At first, life was rough in the New England colonies as settlers struggled to establish a foothold in a new land. There were very few of them, they didn't necessarily know how to farm or survive the terrain, and Native Americans posed a threat to their wellbeing. However, the colonies in that region, settled primarily for religious reasons, were also imbued with a sense of hope and animation, for the settlers no longer had to face imprisonment, fines, corporal punishment, and even death for violating British religious laws.
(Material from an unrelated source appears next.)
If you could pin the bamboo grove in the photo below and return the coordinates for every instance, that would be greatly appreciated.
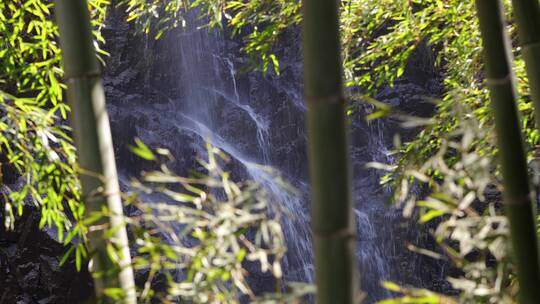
(329, 66)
As time went on, the colonies became economically prosperous, especially the Massachusetts Bay Colony, and the per capita income was very high, as wealth was distributed more evenly than in Europe. At the same time, however, the religious atmosphere that had once animated such hope that the Massachusetts Bay Colony would be a beacon to the rest of the world came to be perceived by some as repressive and stifling. This led to dissent and to the founding of new colonies in New England such as Rhode Island, Connecticut, and New Hampshire.
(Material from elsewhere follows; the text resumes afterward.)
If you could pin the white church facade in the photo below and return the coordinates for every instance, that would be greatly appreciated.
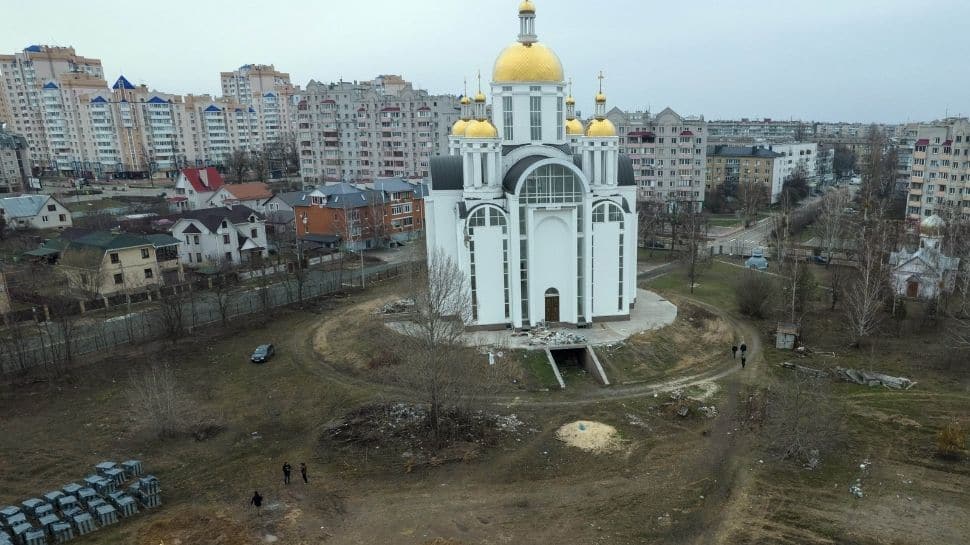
(538, 210)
The colonists very much wanted to replicate the life they knew in England, only without the religious persecution they had suffered. The Plymouth Colony pilgrims, for example, had left the Netherlands because they didn't want their children assimilating into Dutch culture. Therefore, even when it would have been more convenient to adopt Native American dress, housebuilding, or other customs, the colonists stubbornly insisted on keeping to their own way of life.
People largely lived in small villages and farmed as they had in England. They sent their children to school. For men of the correct religious faith, a somewhat flattened hierarchy gave them a voice in the political world.